Miriama and Talanoa

Miriama and her travel buddy Talanoa

I’m away from home at the moment. Working. It’s a big part of the life of an actor, being on the road. This time I’ve been away for two months. I hit the road just as the new year came in, and I’ve moved in and out of my car I’d say about 25 times since then.

I grew up moving in and out of houses, so I think it was inevitable that I’d go one way or the other. Either I’d get itchy feet and move incessantly, or I’d feel a need to stay put and ward off change. I’m more of the former. When I was a child I used to count the number of houses I’d lived in as I went to sleep, a kind of a litany, a comforting reminder of where I’d been. Now I do the same with the number of countries I’ve visited – if I don’t count airports as a visit to a country, I’m hitting 17 at the moment.

After I graduated from drama school, which was over a decade ago now, I bounced from job to job for about 15 months, not really living anywhere. I remember working on a radio show with a veteran actor, and I talked about wanting to unpack my bags, move into a place and stop shuffling about.

He understood my dilemma. “Oh yes,” he said. “I remember the point in my career where I decided to have a base. Get a room. Put a bed in it”.

I was all ears, hoping that I could gauge my tenacity by his experience: “How long did you tour around before you did that?”

“Eighteen years”. Wow. And I thought I was a gypsy. Nothing like the old school actors to put you in your place.

My zippy little Toyota has learned to accommodate this nomadic lifestyle of mine, although  I suspect it resents the way (thanks to my addiction to op-shopping) I push and shove and squeeze things in when I’m on the move once again and find that there’s stuff I simply can’t bear to leave behind.

At the moment, I’m dreaming about a filing cabinet. It’s at the Colombo St Salvation Army in Newtown. It’s long and low and made of galvanised steel. In my dreams, I invent all sorts of ways to truss it up on the roof of my car. Then we’ll be off, hitting the highway all the way back to Auckland.

Of course the difference with me now is that I have a three-year-old in the car too. She fits in around the huge, aged terracotta pots I found for 50c each in the hospice shop in Marton, and the 80s fizzy drinks crates I picked up off the side of the road in Paekakariki.
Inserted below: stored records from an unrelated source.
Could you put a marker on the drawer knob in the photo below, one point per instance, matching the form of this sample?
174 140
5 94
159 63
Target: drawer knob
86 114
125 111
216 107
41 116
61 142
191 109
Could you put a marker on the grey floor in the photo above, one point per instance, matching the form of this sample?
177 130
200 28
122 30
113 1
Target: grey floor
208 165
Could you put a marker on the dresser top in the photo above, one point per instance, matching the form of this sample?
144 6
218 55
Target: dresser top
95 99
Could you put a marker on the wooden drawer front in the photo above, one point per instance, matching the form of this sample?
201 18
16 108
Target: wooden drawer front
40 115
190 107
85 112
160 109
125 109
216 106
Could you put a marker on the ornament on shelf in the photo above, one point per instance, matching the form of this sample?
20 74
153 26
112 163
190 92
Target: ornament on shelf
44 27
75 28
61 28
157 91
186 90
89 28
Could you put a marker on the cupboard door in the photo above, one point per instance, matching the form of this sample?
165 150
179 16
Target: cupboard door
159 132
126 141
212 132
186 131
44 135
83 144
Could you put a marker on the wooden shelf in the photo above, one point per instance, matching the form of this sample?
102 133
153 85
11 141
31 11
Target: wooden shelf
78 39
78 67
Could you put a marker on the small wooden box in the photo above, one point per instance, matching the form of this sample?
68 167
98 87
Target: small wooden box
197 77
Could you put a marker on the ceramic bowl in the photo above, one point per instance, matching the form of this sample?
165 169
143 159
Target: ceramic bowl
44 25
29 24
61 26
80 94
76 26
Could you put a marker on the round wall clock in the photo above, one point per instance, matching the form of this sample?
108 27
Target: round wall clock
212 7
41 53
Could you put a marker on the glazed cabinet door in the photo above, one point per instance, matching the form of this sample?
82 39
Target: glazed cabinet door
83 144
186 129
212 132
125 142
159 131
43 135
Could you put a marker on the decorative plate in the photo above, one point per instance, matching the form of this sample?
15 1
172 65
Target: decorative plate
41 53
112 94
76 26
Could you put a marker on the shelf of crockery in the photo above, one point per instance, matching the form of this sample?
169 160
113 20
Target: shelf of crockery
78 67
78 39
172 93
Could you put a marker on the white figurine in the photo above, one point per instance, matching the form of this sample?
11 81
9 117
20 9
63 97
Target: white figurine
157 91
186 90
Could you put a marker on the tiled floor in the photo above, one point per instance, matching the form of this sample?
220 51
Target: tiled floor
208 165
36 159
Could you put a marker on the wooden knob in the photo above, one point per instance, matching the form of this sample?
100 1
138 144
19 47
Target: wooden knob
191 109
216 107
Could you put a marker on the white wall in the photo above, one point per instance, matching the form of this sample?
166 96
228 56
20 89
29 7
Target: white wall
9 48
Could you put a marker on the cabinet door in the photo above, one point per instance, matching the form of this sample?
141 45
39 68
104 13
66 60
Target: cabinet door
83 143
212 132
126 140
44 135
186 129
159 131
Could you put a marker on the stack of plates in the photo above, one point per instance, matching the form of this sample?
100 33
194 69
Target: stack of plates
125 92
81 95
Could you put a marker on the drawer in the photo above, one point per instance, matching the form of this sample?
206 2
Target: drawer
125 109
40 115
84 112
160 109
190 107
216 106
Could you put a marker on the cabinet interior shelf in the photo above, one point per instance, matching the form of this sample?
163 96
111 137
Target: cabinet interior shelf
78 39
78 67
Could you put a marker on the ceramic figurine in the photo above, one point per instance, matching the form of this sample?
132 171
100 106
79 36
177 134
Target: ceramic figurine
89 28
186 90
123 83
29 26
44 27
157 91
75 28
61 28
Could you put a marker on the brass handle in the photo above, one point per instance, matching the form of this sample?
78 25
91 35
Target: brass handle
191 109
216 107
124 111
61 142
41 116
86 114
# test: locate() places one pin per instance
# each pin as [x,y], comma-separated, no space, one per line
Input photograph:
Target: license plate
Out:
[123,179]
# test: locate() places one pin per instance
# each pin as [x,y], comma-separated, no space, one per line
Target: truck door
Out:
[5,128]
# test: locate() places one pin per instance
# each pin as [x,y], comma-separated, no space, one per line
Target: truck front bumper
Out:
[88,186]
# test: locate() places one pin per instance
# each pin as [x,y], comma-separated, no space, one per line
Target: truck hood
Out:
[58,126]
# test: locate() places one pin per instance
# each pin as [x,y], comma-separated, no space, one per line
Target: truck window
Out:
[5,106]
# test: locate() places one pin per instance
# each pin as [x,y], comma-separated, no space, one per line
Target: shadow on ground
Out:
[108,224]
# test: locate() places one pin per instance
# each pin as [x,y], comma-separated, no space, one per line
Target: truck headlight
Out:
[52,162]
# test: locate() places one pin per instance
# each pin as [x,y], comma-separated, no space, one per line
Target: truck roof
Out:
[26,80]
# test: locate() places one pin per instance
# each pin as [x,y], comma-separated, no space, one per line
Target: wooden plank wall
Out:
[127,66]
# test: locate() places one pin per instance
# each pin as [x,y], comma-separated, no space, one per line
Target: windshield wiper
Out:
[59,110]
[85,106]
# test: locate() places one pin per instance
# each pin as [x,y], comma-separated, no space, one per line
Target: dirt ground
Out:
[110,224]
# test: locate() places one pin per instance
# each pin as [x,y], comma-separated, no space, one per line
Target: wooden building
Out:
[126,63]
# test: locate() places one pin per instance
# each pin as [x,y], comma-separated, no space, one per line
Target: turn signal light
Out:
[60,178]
People talk about kids not being “handbrakes” but it’s no such philosophy that keeps her at my side when I’m working. This just happens to be the way I make my living, so we both have to be on the road a fair bit. Luckily for me, my daughter is adventurous and confident – and she embraces new places and experiences with an open mind and a great deal of pluck.
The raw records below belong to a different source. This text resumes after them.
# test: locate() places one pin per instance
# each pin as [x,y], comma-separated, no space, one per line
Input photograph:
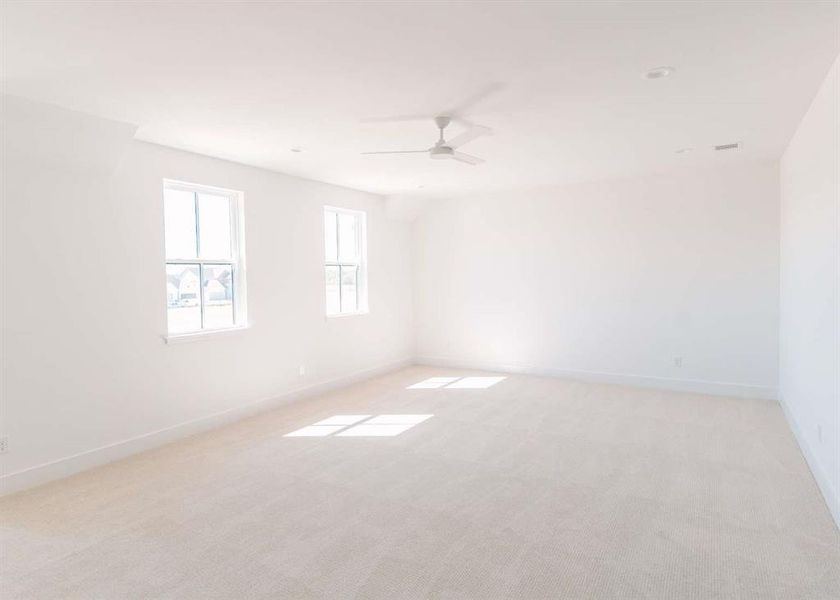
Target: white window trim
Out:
[362,281]
[237,260]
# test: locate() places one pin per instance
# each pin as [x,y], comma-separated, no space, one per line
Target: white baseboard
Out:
[831,496]
[715,388]
[64,467]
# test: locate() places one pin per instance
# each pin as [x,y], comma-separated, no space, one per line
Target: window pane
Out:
[183,298]
[218,296]
[348,240]
[330,241]
[214,225]
[179,223]
[333,302]
[349,301]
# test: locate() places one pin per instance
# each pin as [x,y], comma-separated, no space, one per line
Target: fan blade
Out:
[467,158]
[467,103]
[396,119]
[397,152]
[468,136]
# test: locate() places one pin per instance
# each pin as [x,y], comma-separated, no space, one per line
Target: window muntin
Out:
[345,271]
[205,279]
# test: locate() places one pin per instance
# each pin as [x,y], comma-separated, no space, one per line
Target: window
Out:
[345,261]
[205,268]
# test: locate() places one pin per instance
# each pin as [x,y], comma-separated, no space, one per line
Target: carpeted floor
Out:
[529,488]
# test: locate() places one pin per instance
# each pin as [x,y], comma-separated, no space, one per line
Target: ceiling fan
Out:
[448,149]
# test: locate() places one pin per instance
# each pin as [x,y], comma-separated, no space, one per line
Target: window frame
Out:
[236,262]
[362,307]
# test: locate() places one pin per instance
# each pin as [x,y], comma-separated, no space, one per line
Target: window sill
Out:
[200,336]
[358,313]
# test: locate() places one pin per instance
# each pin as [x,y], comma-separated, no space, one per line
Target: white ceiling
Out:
[249,81]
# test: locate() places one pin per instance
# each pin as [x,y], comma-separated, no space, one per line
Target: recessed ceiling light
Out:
[660,72]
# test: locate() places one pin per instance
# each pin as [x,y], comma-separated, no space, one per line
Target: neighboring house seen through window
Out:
[205,276]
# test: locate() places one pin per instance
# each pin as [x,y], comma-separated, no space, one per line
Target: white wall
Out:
[809,377]
[609,281]
[85,365]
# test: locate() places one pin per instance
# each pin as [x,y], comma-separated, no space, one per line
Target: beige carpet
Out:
[530,488]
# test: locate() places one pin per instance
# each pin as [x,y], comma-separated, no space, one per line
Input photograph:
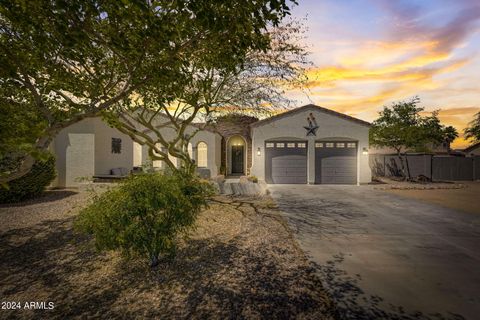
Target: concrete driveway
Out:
[382,256]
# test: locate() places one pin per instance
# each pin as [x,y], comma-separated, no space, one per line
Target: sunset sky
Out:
[369,53]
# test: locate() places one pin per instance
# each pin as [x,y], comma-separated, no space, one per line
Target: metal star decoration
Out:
[312,125]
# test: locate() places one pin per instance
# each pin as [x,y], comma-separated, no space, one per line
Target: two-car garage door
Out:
[335,162]
[286,162]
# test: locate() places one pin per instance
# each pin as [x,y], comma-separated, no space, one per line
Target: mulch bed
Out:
[240,262]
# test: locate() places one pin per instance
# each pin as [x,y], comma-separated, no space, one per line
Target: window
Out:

But, also luckily for me, I have a great bunch of friends, most of them working in the Arts and willing to step in and take her on adventures when I am stuck in the black box of the theatre for days on end.
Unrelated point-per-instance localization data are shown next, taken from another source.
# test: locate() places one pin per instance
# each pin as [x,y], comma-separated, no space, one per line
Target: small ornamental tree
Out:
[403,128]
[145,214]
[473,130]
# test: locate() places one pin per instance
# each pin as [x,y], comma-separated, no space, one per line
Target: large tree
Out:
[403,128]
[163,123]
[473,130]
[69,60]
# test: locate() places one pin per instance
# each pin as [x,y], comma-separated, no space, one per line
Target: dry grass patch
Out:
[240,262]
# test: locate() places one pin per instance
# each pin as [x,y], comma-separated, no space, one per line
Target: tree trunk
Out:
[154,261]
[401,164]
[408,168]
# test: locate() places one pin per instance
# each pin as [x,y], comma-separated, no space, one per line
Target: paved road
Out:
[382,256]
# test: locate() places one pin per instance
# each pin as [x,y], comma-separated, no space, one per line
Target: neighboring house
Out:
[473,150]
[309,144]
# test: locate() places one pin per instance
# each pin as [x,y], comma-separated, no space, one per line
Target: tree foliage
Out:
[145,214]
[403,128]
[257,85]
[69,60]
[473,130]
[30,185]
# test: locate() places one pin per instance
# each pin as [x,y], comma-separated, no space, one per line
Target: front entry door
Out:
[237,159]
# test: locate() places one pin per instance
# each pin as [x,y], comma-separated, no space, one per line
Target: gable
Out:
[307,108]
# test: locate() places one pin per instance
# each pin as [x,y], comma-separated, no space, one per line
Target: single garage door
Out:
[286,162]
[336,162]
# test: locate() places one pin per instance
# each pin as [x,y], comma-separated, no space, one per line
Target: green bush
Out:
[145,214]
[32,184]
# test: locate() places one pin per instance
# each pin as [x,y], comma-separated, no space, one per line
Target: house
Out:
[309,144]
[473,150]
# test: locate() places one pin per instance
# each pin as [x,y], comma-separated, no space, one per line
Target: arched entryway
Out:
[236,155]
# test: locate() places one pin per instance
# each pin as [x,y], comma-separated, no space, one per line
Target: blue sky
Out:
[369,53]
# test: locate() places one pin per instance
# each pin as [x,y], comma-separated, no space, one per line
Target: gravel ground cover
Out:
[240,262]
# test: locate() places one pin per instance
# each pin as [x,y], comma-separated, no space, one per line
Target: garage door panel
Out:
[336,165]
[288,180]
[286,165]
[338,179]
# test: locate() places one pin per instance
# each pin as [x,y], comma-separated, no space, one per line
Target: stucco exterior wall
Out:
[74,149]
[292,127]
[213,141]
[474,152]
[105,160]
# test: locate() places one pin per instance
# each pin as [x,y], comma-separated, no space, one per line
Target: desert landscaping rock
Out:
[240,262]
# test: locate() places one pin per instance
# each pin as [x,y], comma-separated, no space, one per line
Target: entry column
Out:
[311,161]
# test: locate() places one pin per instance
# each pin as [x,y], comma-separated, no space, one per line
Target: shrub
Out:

It’s a strange lifestyle, living off the theatre. It takes a certain personality type I reckon. As an actor you need to be vulnerable, to make yourself open to emotions. It’s sort of the opposite of what we do instinctively as human beings. But in your lifestyle you have to be able to make yourself vulnerable too.

Jane Campion calls it “negative capability”, a term she stole from Keats. In order to be an artist, you have to embrace the unknown, trust your intuition, and accept uncertainty. In real terms as an actor, that means you have to keep your year open, not fill it up with a “real job”. You need to be ready to step in to work when it comes. I know many fine actors who couldn’t dwell in that void and had to find other ways to make their living.

Negative capability is the arch enemy of one great New Zealand institution. The mortgage. I was living in London when the global financial crisis hit, and the panic in the air was palpable. I remember how, from one day to the next, the city emptied, the tubes became spacious and comfortable, the suits disappeared and all that was left were the op-shoppers, carrying their finds through the empty streets.

At the time, I was thinking: “Oh yes. Now everyone is living in the unknown. Now the suits know what it’s like to be an artist, having to live off what you have, and having to trust that another pay packet will come along – not regularly maybe, but that it will come”.

I write with much bravado, but the fact is that I’d love to have a way of paying a mortgage. And nothing keeps me up at four in the morning like the fear of not knowing how I will pay my rent in March, April, May…  But this is the life I have chosen. So I close my eyes and start at the beginning: “100 Wallace Road, 29 St Albans Ave, 10 Herbert Rd, 9 Kelly St, 8 Woodford Rd…” and drift back to sleep.